Roman Catholic high schools aren't the only ones feeling the icy spectre of death on their necks--parish grade schools are, too. That's nothing new, of course, since parishes have been struggling (and usually failing) at keeping their schools afloat since the suburban exodus started.
The same old patterns emerge--the sudden and quick nature of the danger (or at least the announcement of it), the alumni ignorance, etc.
The really interesting tidbit is that St. Anne sought a school merger with the two Fishtown parishes, St. Laurentius and Holy Name of Jesus, similar to how the Church Alley parishes merged their three schools together.
For reasons unclear, Fishtown was more content with a twosome than a threesome, and thus St. Anne has been left to flounder. Dead? Almost certainly. Alumni can talk and fundraise all they like, but the old parochial education model doesn't make much sense anymore, especially in the city.
That said, St. Anne is a reasonably healthy parish, and will probably be better off without the added strain of a school. Most parishes are, really, which just goes to show how far some things have fallen.
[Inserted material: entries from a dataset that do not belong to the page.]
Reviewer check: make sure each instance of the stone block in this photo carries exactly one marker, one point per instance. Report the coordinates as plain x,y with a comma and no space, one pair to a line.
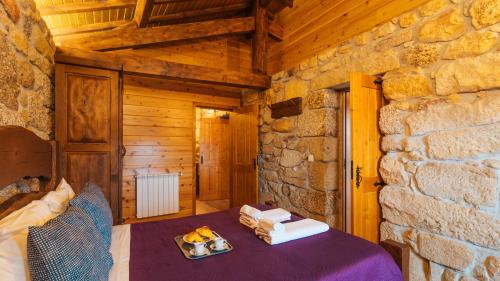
456,76
446,27
391,120
323,176
464,143
318,122
472,44
290,158
407,19
432,7
395,39
284,125
421,54
403,207
447,115
325,98
296,88
393,171
404,83
445,251
484,13
458,182
323,148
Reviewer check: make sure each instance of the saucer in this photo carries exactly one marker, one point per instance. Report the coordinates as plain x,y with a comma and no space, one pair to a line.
193,253
212,247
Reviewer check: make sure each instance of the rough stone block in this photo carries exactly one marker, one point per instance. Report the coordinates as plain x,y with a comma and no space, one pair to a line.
323,148
470,45
296,88
290,158
456,76
393,171
446,27
485,13
284,125
441,116
404,207
318,122
406,83
458,182
323,176
448,252
465,143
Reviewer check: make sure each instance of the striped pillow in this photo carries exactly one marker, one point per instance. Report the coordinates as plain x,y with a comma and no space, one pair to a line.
93,202
68,247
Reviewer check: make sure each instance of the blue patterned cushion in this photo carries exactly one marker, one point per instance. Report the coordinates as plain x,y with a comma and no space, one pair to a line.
68,247
93,202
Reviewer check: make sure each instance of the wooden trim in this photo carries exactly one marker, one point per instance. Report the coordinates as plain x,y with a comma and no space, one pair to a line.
146,66
127,38
400,253
80,7
143,11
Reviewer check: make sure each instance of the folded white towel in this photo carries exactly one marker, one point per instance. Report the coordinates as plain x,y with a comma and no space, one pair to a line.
269,225
252,216
293,230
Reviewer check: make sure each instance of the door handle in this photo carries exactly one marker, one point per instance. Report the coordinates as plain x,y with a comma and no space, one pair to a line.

Oh, and please cut the histrionics of "we have nowhere else to send these children." Come on. You have the aforementioned Fishtown and Church Alley schools right around the corner. Don't forget about your Lehigh Avenue neighbor, Visitation BVM, either, which is still maintaining a school all on its own. (And maintaining a beautiful decor to boot, all while serving some of Philly's poorest. God, they amaze me.)